Friday, August 26, 2005

New Semester new look

Hope you like it.

Retiring at 29
My parents have been living with me for the past three weeks. My dad's been retired for a while already, but my mother has recently retired and this extended visit has been on her retirement wishlist for quite a while. This is a huge transition for my parents and especially my mom who has worked for the same company for the last 35 years. Every possible transition dysfunction that could have happened, happened. Although I'd like to think of this as something that is exclusive to my mother (since she's the one retiring), it's been, and still is a transition for everyone in the family. At work, I'm currently helping many parents deal with the transition of their child to college, and I can hear myself in the same role at home. Part of me thinks this is not quite the way to approach it, because I am after all, my mother's daughter. I shouldn't be so detached. But other times it's something concrete to hang on to and helps me through very difficult conversations with my parents.

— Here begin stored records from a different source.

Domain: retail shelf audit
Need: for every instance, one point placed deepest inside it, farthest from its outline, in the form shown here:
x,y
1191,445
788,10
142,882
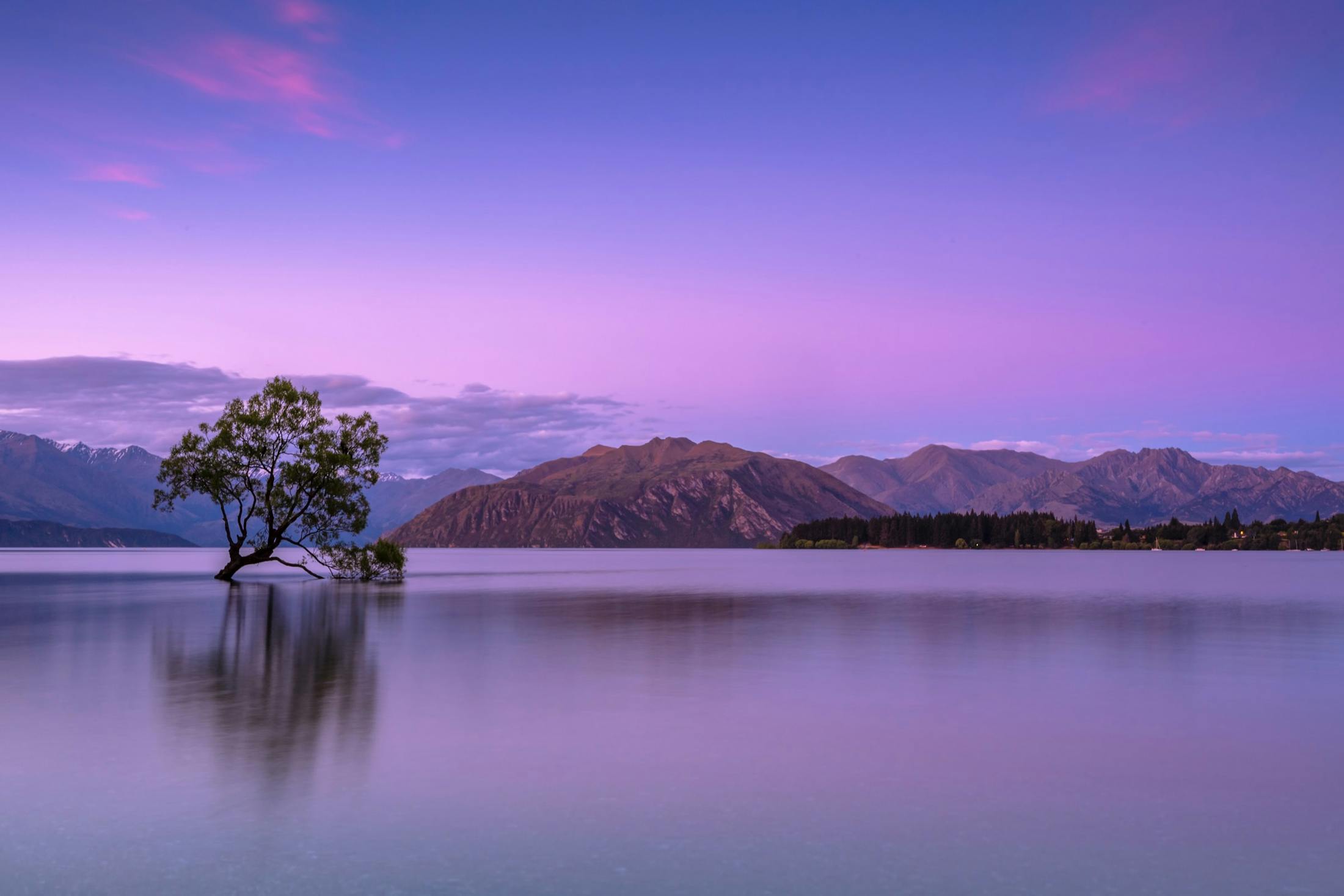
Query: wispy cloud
x,y
117,402
1017,445
1179,64
287,81
120,172
313,21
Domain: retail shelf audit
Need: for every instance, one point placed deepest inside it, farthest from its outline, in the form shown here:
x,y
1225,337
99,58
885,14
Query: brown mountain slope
x,y
663,494
113,488
1153,486
937,477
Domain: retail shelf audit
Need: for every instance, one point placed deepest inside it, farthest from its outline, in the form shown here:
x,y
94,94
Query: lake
x,y
676,722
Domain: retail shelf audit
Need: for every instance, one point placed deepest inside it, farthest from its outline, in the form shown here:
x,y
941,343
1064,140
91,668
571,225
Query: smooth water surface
x,y
676,722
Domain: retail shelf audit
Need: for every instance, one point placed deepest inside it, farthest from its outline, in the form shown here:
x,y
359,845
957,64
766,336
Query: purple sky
x,y
812,228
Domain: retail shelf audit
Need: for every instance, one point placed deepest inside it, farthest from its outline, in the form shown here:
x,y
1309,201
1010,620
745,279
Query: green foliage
x,y
1230,534
382,559
281,473
945,531
1038,530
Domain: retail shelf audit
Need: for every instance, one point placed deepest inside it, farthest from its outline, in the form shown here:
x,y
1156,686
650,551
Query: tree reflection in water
x,y
290,682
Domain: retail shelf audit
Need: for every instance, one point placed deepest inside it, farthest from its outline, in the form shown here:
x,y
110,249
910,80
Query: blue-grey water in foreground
x,y
676,722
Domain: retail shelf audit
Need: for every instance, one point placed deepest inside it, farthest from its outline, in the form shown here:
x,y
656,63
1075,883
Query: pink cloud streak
x,y
245,69
315,21
120,172
1188,61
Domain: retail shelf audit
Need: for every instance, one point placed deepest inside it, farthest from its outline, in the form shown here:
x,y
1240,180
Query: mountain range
x,y
76,486
670,492
674,492
1144,487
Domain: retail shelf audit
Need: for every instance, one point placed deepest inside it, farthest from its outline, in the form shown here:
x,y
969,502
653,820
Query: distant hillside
x,y
395,500
1153,486
82,487
663,494
937,477
1145,488
43,534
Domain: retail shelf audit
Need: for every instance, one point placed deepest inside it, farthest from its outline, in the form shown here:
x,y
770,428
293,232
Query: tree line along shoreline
x,y
1038,530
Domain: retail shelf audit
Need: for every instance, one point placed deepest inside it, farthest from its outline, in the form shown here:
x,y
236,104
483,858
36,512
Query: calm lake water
x,y
676,722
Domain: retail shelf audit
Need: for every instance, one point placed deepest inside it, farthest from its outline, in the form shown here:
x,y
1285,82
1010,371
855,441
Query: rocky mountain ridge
x,y
1144,487
670,492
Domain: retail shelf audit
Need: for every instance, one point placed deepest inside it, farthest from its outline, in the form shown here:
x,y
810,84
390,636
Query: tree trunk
x,y
238,561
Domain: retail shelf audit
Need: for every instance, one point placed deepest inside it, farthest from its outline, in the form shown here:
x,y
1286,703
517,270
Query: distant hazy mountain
x,y
395,500
1147,487
1158,484
43,534
82,487
663,494
937,477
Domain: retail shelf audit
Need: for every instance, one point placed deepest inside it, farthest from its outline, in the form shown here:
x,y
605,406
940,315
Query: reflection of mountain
x,y
288,679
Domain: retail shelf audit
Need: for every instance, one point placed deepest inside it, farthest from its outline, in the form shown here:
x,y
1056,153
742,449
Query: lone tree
x,y
284,477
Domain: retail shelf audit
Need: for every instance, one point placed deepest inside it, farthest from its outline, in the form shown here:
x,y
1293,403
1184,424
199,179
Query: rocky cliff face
x,y
1143,487
395,499
937,477
663,494
1153,486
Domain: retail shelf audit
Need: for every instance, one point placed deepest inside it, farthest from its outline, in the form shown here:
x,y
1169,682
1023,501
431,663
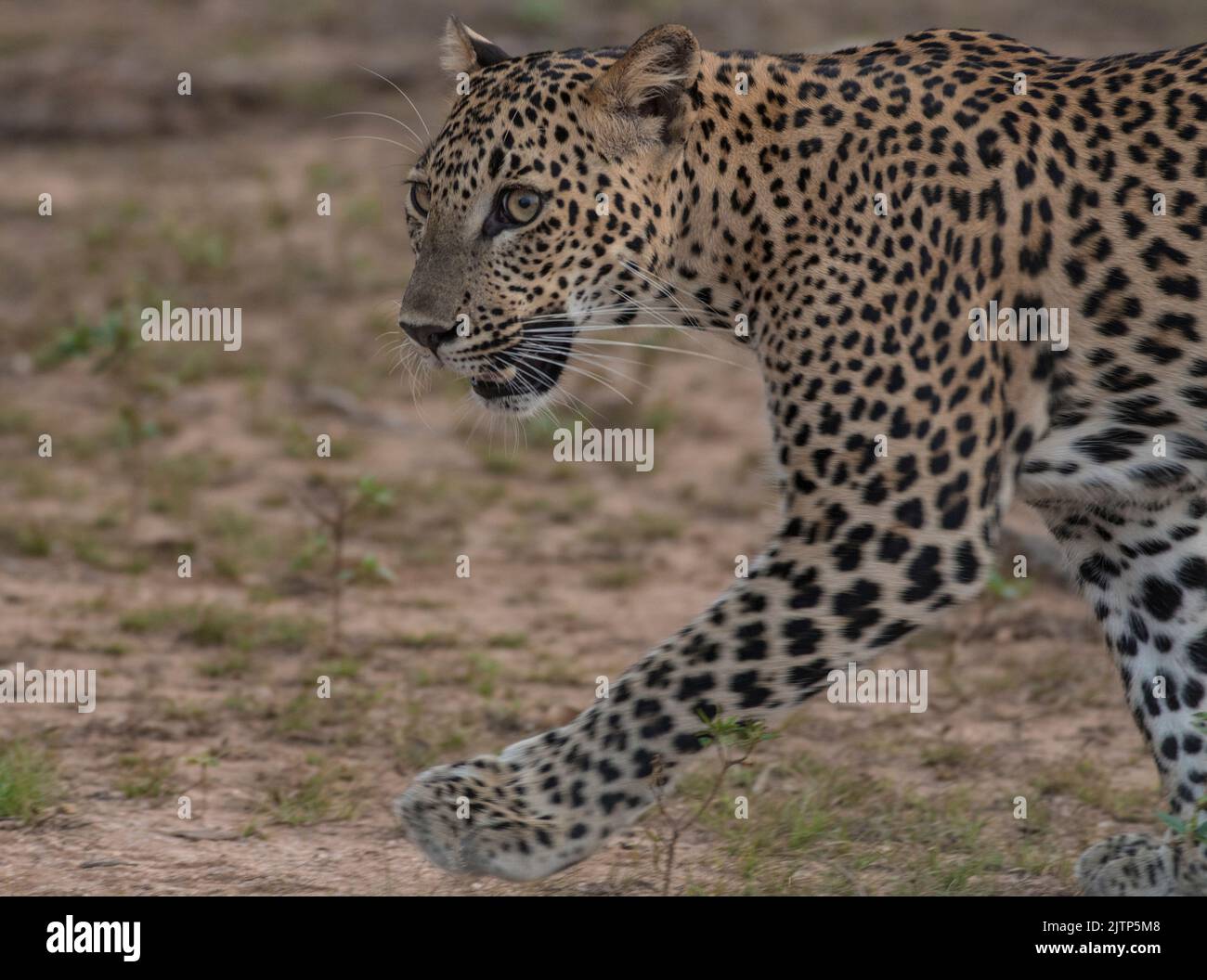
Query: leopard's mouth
x,y
518,377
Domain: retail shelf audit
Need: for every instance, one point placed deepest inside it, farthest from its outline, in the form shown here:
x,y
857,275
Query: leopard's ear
x,y
466,49
652,84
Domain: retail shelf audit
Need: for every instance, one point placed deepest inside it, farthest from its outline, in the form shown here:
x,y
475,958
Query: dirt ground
x,y
206,685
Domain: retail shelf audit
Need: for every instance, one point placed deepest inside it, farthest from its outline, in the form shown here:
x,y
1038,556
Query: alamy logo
x,y
1019,324
861,686
179,324
95,936
48,687
588,445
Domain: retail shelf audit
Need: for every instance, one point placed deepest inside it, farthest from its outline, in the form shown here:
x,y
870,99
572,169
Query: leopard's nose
x,y
426,334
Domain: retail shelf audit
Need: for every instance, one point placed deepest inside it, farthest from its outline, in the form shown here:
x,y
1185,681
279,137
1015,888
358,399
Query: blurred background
x,y
344,567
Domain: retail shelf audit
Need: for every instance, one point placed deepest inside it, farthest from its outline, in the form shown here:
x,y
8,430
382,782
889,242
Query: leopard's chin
x,y
508,400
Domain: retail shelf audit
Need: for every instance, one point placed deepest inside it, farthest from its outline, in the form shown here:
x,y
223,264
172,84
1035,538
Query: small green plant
x,y
145,778
1195,828
735,741
28,781
336,507
1006,589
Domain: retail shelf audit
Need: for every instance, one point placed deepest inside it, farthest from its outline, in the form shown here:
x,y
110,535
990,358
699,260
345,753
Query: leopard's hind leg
x,y
1143,569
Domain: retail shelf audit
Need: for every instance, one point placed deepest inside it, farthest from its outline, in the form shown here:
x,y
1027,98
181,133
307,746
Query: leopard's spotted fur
x,y
761,201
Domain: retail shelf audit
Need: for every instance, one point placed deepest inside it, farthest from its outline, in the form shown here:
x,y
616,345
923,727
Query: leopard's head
x,y
546,200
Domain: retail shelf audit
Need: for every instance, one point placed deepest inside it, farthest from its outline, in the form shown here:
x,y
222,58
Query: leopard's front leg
x,y
831,589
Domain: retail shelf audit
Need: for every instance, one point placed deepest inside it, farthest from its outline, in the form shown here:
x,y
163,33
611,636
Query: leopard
x,y
856,213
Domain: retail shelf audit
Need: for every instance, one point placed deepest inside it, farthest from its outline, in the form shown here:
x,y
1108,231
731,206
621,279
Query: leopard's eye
x,y
519,207
421,198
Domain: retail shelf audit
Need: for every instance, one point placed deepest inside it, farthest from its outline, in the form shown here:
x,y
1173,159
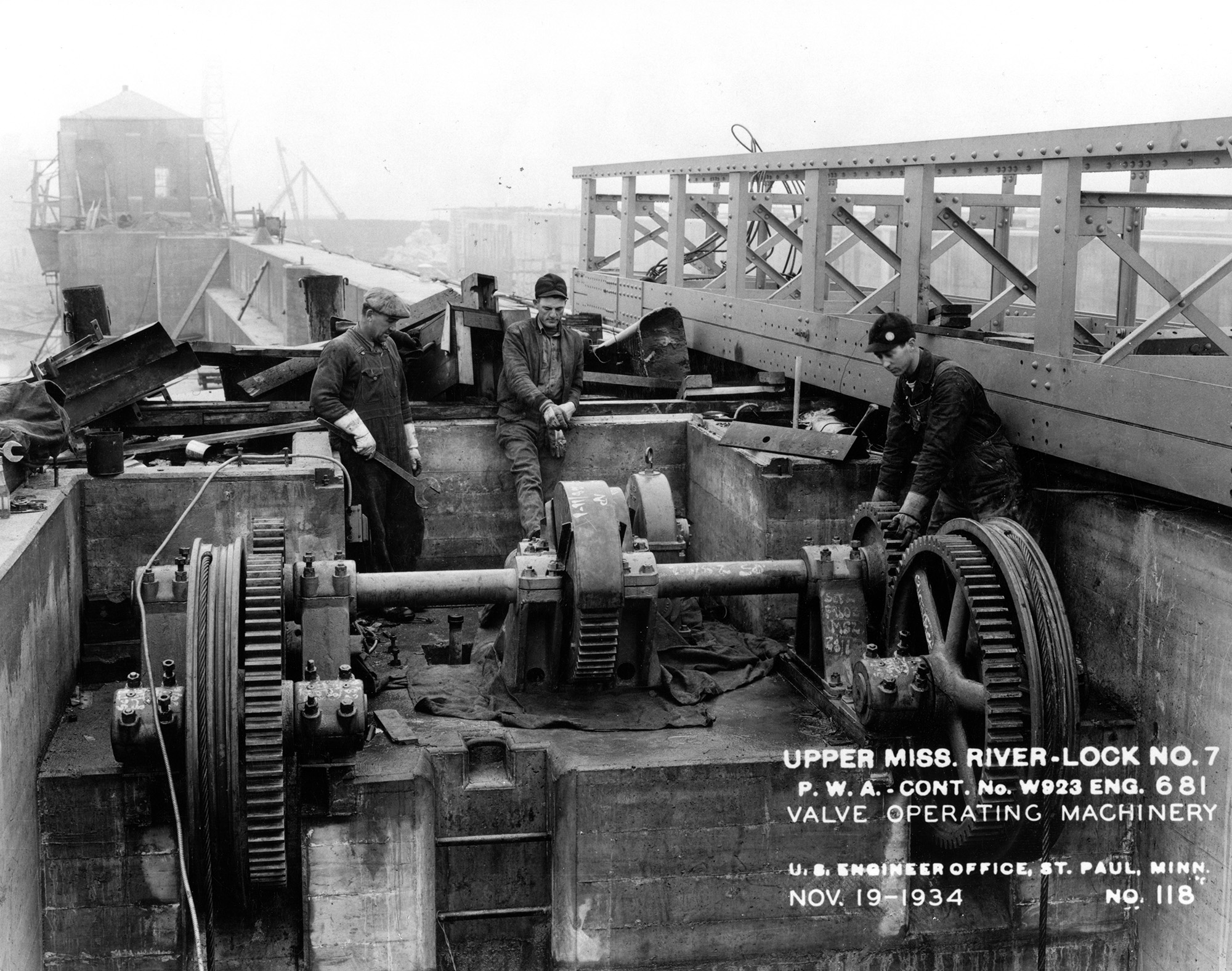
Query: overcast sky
x,y
407,108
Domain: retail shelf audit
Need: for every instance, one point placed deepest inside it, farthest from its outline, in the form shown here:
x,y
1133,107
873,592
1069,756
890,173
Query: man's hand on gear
x,y
555,416
907,526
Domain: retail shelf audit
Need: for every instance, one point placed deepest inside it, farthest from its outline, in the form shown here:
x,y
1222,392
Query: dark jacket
x,y
355,374
944,423
518,393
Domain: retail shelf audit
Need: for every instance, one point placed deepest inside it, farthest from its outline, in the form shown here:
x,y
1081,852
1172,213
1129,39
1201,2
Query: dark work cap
x,y
550,285
387,302
889,332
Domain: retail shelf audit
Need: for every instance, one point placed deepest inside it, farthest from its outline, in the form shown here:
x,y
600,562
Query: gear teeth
x,y
1002,671
264,765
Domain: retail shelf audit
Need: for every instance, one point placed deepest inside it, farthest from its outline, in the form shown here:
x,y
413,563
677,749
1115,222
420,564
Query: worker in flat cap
x,y
362,387
941,418
538,395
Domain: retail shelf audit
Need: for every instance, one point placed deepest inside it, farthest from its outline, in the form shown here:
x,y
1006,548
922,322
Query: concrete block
x,y
742,512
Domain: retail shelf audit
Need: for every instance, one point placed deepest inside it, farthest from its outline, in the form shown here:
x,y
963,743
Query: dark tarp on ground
x,y
721,661
31,416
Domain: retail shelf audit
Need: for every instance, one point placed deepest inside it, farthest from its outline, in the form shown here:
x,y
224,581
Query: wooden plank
x,y
630,381
280,350
200,294
793,441
396,727
148,448
278,376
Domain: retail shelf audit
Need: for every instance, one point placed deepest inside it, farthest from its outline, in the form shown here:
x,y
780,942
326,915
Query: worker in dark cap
x,y
539,391
965,465
362,387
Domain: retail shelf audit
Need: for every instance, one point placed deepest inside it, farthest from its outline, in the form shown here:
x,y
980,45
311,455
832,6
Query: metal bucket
x,y
105,453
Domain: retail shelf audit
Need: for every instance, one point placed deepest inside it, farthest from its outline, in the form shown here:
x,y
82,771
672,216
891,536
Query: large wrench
x,y
418,485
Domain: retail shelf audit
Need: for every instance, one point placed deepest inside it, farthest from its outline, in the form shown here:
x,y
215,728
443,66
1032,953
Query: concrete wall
x,y
40,631
125,518
1150,600
741,510
123,263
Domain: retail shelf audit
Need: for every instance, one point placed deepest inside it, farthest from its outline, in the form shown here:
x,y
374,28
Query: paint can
x,y
105,453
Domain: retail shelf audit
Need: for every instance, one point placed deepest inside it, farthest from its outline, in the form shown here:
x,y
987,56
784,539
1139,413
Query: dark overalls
x,y
357,374
943,419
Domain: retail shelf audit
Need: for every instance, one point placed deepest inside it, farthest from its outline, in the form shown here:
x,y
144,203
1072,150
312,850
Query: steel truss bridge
x,y
762,285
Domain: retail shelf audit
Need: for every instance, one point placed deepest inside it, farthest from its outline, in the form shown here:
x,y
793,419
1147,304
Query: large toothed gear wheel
x,y
264,758
883,554
980,602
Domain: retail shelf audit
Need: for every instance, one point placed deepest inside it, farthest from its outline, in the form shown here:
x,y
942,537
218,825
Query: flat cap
x,y
889,332
387,302
550,285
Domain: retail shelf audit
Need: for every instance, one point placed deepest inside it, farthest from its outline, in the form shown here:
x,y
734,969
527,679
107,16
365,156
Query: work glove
x,y
906,526
364,444
417,464
555,416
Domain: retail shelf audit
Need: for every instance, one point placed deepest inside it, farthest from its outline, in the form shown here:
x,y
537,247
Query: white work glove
x,y
555,416
417,464
365,445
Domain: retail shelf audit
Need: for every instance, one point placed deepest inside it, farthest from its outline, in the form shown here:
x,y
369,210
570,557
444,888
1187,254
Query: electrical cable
x,y
150,672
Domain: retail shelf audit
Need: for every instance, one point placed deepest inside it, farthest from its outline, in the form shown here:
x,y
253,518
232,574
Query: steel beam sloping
x,y
1157,281
1177,304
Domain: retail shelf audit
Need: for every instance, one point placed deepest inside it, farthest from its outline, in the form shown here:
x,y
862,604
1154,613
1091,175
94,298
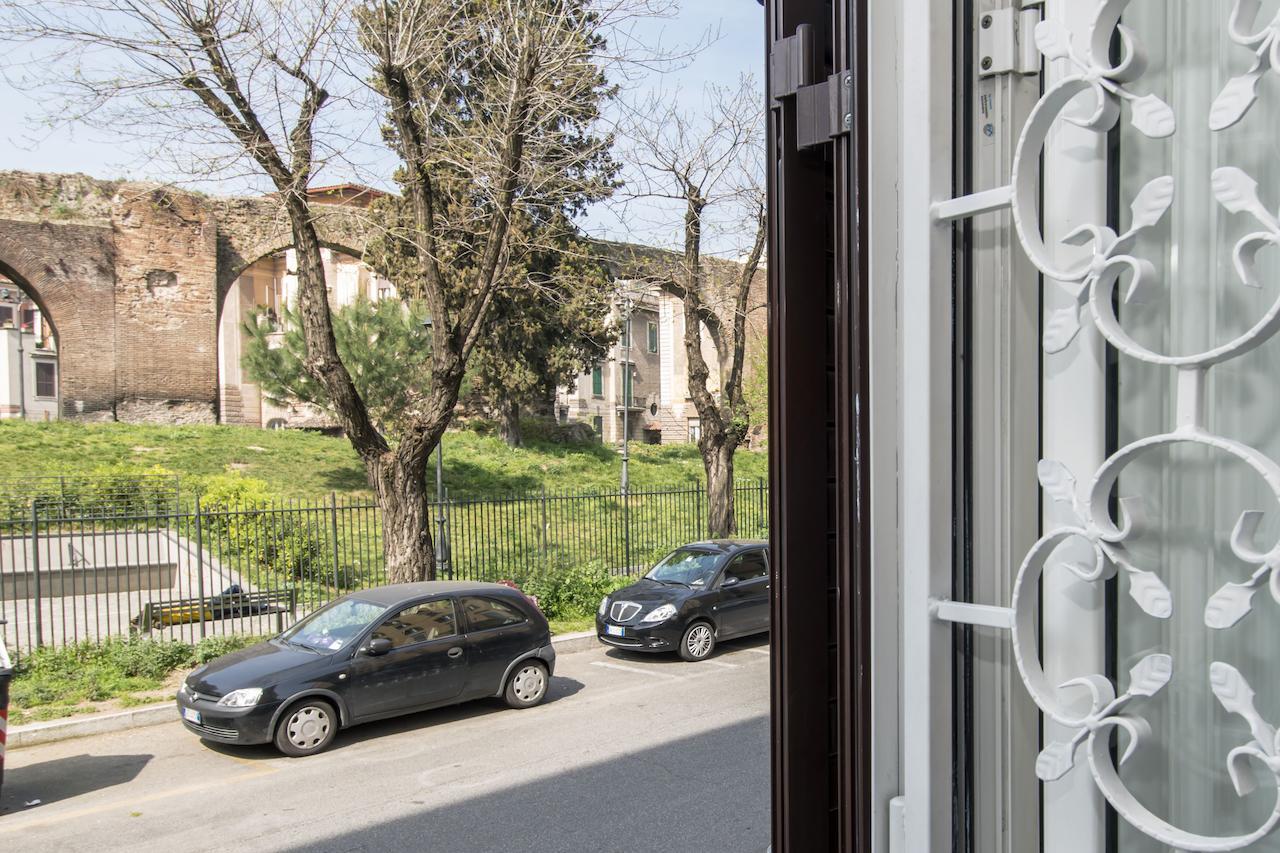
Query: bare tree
x,y
488,103
707,164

Their retirment however, has made me think of mine. I'd like to retire. Like now. At 29. Especially if retirement means doing the things you want to do, and enjoying the whole process. I think this is the biggest difference between my parents' generation and mine. It is this sense that work is much more than just work. Much more than just rolling in the dough, fearing layoffs, hoping for a promotion. Sure, I'd love to make 100k a year, I'd love to own a beemer, I'd love to feel all important when my secretary greets me in the morning. I've watched my parents do all that and succeed in their endeavors, I've also watched them do all that and fail. But I just never quite got the sense that while they worked and succeeded, they never quite loved or enjoyed what they were doing.

I want to work, but not the way my folks did, or the way the baby boomer generation did. I'd like to work where part of that work sustains me spiritually and intellectually. I'd like to work so that working means never retiring because I'm really doing what I want to do and doing something that fulfils me. I realize also that my ability to even say or think or want this is the direct result of my parents having perhaps slaved away at the mercy of the corporate world. I am terribly spoilt in that way. But that doesn't mean that I shouldn't take advantage of these opportunities as they present themselves.